Teachers have other factors to consider

Published 11:38 am Tuesday, April 5, 2011

Dear Editor,

In response to Jan Griffey’s column, “Reality hits home for educators too,” I appreciate your sentiments and agree that times are hard, and teachers can’t be protected from the reality that everyone is facing. However, there are some other realities here that aren’t being mentioned.

-Teachers never get cost-of-living adjustments. When times are good, we may get a step raise if we’re lucky, but when times are lean, we get nothing. So prices continue to rise, but teacher salaries remain static, meaning that our money has a little less buying power each year.
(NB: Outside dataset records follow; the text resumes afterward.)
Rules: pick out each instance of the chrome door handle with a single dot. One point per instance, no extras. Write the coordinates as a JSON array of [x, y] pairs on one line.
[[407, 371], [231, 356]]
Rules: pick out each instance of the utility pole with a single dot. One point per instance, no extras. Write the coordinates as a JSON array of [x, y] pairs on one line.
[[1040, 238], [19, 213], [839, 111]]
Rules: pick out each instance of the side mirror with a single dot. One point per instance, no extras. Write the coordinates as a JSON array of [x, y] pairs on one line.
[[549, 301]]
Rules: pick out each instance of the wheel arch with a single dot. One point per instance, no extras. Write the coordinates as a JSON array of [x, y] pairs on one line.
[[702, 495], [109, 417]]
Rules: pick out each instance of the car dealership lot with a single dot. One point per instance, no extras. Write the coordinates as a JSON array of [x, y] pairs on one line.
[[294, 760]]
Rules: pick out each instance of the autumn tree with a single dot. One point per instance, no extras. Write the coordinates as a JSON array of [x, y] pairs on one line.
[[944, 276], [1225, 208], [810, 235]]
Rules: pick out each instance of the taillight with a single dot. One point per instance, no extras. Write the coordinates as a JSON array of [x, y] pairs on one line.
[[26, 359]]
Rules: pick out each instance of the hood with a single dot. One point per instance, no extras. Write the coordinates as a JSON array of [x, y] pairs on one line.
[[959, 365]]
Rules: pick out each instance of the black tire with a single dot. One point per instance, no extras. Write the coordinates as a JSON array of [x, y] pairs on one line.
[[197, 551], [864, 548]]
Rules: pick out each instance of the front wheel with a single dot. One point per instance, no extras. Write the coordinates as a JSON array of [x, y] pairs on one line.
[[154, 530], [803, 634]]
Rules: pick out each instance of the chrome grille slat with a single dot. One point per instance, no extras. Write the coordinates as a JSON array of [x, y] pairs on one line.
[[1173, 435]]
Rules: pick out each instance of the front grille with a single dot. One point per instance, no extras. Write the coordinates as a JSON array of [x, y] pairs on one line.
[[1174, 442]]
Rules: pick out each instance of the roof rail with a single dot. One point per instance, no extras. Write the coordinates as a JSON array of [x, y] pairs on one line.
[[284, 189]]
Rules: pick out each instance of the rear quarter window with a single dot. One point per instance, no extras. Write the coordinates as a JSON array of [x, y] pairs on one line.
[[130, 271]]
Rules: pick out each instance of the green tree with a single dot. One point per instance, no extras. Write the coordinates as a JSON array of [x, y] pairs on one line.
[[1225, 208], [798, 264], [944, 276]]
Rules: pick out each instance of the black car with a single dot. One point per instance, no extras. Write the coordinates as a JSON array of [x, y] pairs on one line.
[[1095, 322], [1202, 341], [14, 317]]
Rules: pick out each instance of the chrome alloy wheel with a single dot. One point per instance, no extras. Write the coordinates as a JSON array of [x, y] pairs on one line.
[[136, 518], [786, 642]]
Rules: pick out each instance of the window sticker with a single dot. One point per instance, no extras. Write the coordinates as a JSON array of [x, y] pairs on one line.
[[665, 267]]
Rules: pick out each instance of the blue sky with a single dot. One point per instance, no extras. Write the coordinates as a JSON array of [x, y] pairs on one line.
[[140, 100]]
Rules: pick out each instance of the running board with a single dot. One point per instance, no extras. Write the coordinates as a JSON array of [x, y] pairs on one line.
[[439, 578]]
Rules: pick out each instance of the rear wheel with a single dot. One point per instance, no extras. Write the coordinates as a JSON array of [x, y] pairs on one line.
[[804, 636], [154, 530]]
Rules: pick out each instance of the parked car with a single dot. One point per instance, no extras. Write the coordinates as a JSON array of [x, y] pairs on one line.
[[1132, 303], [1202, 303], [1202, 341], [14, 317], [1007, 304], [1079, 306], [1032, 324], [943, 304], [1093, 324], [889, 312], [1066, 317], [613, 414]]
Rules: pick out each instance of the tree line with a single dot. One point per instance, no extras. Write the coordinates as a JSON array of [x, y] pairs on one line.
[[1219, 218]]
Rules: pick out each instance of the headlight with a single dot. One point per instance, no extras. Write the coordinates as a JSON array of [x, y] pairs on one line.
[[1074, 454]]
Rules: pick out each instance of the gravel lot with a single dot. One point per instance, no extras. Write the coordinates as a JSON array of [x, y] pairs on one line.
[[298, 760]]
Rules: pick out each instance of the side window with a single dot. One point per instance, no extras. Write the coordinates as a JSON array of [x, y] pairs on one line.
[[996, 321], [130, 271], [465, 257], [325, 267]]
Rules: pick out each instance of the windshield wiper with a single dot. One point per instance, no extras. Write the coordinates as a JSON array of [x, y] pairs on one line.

Teachers haven’t had any kind of salary bump in five or six years now.

-Prior to our last pay bump, we opted not to take a salary increase in order to hold our benefits steady. Multiply that forgotten raise over time, and if we lose benefits now, we gained nothing by making the sacrifice then.

-Since the passing of “No Child Left Behind,” teachers are under increased scrutiny for everything we do, thus stress levels are higher in education; stress levels are higher nationwide; and we’re working for no more money and decreased benefits.

-Because we’ve had no instructional supply money for three years in a row — likely to go four years in a row — we’ve been purchasing things for our classrooms (to an even greater degree) out of our own pockets.

Another thing nobody talks about — the big corporations/businesses in Alabama and their loopholes that allow them to sidestep paying taxes and, thus, helping support Alabama’s schools.

How about we start talking about them and what they need to do to help educate the workers they’re demanding we produce?

Everyone understands that times are hard. But over and over and over again, it’s the teachers but much more importantly, the students, who are asked to sacrifice.

The average teacher stays in education five years now before moving on.

Let’s be sure that we understand the history of what teachers have already sacrificed before we start saying it’s reasonable to ask for more.